# Healthy Budgie Food



## OttoTheBudgie (Aug 23, 2018)

Hello! I just recently got my new budgie, Otto, (hence the username) and I was wondering if I picked a good healthy food for him! It has seeds and some pellets in it, and I was wondering if it is okay that I use this as his main source of food. I figured it would be okay because it had seeds and pellets, but I wanted to see what everyone else thinks. If you think this isn’t a good diet for Otto, then I am open to recommendations. Thanks in advance! (The pictures attached show the package, what the food looks like, what it claims it does in terms of nutrition, and the ingredients)


----------



## CaptainHowdy (Feb 9, 2010)

Soak some of the mix for 24 hours then drain it and wash it through with clean water a couple of times a day until the water runs clears. If the seed doesnt sprout with the first couple of days then it's not a good seed mix.


----------



## StarlingWings (Mar 15, 2013)

Hi there and :welcome: to the forums!

Vitakraft is considered to be a good choice for seed mix. As Amelia said, if you want to make sure the seed is fresh, sprouting it is a good idea. 
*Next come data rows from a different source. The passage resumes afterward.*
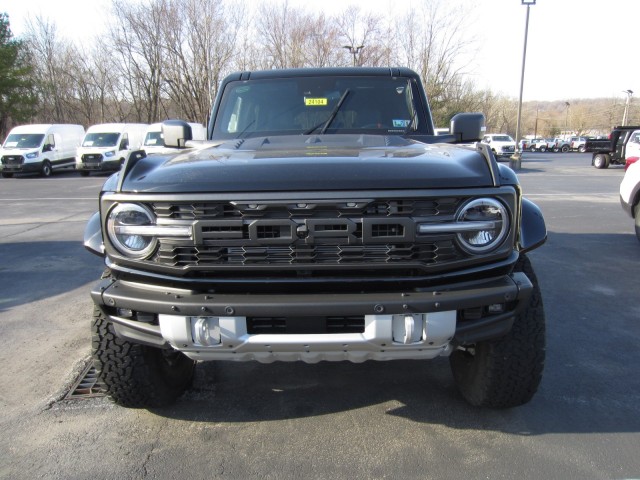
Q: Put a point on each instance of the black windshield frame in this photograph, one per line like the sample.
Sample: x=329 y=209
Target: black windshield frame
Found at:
x=383 y=105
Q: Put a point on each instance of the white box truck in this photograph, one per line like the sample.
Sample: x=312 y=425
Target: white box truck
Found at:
x=154 y=141
x=40 y=148
x=107 y=146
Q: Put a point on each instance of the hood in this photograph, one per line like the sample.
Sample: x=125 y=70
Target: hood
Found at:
x=310 y=163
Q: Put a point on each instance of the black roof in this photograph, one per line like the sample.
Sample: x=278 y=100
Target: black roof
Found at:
x=331 y=71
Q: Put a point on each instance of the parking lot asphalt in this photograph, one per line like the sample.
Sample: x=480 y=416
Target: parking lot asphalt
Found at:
x=400 y=419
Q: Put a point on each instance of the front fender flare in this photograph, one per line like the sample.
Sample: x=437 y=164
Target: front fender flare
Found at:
x=93 y=236
x=533 y=230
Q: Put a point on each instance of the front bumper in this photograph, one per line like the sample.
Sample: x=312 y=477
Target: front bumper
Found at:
x=416 y=324
x=26 y=167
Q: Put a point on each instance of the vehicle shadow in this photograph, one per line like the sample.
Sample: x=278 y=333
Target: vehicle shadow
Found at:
x=31 y=271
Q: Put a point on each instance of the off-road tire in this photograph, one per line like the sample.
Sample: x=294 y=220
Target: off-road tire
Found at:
x=137 y=376
x=505 y=373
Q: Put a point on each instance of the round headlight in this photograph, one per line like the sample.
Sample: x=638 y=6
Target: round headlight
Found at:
x=123 y=228
x=486 y=224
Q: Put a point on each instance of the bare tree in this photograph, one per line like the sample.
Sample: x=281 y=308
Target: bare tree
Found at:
x=49 y=50
x=366 y=30
x=138 y=42
x=200 y=42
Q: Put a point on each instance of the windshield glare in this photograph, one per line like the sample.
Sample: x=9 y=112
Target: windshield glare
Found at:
x=100 y=139
x=24 y=140
x=306 y=105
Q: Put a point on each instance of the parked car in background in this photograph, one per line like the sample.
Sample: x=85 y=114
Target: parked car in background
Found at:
x=561 y=145
x=107 y=146
x=615 y=149
x=578 y=144
x=501 y=144
x=630 y=194
x=40 y=148
x=542 y=144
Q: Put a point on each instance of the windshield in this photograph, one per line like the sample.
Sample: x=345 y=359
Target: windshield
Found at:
x=24 y=140
x=101 y=139
x=154 y=139
x=307 y=105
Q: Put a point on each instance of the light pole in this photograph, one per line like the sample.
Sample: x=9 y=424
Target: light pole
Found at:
x=354 y=51
x=626 y=106
x=517 y=156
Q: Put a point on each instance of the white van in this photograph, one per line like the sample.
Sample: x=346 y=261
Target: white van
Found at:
x=40 y=148
x=107 y=146
x=154 y=143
Also, if you feed pellets, you should feed them separately anyways  Pellets are a good idea if you can't feed everything your budgie needs in veggie form (like if they are picky eaters). 

Be sure to have a look around the forum at the stickies, etc. to ensure you're up to date on everything! You'll find some stickies on budgie food as well  

If you have questions about anything, be sure to ask as we'd love to help!

:wave:


----------